One of my undergrad teachers taught me that the word uncanny in German is unheimlich, and you won’t be surprised to learn that this came up in a class about Freud and that Freud was the one who really tried to make unheimlich happen. But what is really interesting about this word is that it loosely translates back to English as “un-home-ly,” or something that makes us feel uncomfortable. Pushed out of our homes.
I think the subconscious mind sucks up all that uh-home-ly-ness in our minds, but as writers it’s only too eager to show it to us, like a child opening its mouth to reveal all the chewed up food inside. (“Do you like seafood? [opens mouth] See? Food!”)
I started writing about forgetting but I ended up focusing on cooking soup and biology and how we never really forget anything. It all becomes soup. [stomach growls]
I never really forgot how to write a poem. I thought I did. But my brain was quietly reinventing how I wrote a poem. And by extension, it changed what a poem was when I wrote it.

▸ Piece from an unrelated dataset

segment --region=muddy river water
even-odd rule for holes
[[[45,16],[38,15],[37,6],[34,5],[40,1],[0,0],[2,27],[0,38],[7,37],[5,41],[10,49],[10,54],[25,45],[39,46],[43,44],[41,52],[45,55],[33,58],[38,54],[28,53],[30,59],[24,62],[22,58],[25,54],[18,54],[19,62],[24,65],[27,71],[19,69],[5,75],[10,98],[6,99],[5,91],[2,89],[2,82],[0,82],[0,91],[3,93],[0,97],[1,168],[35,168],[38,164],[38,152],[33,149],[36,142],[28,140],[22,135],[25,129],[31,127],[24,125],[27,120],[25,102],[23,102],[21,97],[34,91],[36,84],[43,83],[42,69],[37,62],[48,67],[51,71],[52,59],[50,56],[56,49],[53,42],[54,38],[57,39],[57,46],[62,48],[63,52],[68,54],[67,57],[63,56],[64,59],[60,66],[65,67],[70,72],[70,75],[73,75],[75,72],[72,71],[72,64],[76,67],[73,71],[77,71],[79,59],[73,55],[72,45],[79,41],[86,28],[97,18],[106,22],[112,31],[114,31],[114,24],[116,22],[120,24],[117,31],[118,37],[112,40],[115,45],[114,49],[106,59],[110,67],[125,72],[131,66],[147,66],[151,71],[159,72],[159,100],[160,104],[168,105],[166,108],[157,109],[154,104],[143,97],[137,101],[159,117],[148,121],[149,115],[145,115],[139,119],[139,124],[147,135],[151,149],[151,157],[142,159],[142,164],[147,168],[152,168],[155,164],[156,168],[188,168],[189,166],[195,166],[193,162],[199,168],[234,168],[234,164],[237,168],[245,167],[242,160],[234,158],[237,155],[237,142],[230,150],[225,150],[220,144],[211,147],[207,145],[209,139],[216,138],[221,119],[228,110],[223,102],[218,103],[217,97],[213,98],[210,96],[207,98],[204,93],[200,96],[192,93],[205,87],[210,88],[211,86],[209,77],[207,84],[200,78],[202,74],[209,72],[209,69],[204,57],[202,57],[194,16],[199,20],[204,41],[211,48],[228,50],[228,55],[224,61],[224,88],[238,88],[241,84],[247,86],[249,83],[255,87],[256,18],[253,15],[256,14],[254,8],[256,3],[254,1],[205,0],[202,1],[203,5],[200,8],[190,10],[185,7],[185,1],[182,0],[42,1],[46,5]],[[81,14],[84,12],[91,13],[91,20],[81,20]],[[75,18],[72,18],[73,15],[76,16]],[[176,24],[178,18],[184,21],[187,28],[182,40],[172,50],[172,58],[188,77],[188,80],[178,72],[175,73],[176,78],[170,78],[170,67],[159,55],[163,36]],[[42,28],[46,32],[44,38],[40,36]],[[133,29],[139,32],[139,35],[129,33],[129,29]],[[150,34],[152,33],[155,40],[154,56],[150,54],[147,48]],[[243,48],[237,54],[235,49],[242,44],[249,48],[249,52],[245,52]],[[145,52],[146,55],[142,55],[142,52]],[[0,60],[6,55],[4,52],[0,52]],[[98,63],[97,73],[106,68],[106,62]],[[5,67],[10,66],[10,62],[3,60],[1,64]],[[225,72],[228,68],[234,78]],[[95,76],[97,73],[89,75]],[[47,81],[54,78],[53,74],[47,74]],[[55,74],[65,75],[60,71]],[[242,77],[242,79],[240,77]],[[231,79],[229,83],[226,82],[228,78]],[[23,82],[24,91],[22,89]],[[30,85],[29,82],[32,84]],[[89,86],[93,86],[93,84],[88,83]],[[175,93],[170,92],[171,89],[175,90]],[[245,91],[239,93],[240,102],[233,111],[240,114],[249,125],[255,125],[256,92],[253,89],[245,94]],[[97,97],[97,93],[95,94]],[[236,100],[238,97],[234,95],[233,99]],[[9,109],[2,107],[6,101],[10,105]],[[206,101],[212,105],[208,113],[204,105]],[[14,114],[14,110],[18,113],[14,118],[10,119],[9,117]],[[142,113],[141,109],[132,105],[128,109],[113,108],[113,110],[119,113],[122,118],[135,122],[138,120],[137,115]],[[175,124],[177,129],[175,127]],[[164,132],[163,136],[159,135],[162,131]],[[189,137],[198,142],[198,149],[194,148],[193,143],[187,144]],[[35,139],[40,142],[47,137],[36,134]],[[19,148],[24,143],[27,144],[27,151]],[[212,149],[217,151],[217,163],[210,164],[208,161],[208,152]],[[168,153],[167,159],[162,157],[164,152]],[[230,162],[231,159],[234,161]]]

What a gift that is. That quiet. That change. That discovery. That…surprise for the reader?
Everything I’ve ever learned about writing poetry is forever a part of me. Those craft lessons, those intuitions—they’re like those little caterpillar cells that build butterflies.
The goo—my brain soup, language, even technology—those are the builder’s tools.
I yearn always for that feeling of surprise I get when I write something I didn’t even know I could.
Time is an invention, but those of us on the Gregorian calendar have collectively (and arbitrarily) agreed that we just started a new year. And culturally, some of us associate that with a new beginning—though really this is just a continuation of something we’ve already been doing. I haven’t thought of my guide word this year (and no, it’s not going to be “soup”), but I am thinking a lot about resisting the urge to be new.
I am not new. I am persisting.
The butterfly isn’t new. It’s just a new outfit.
The soup isn’t new. Everything about it already existed. I just forced them into the same room.
How am I reorganizing myself, though? How am I building something from the parts given to me over these past years? Everything I’ve learned?
I don’t know yet.
But to you, dear reader, I wish you a joyful continuation of discovery. May you forget what doesn’t serve you. May your soup be bubbly and nourishing. And may you fly on wings you never knew you could have.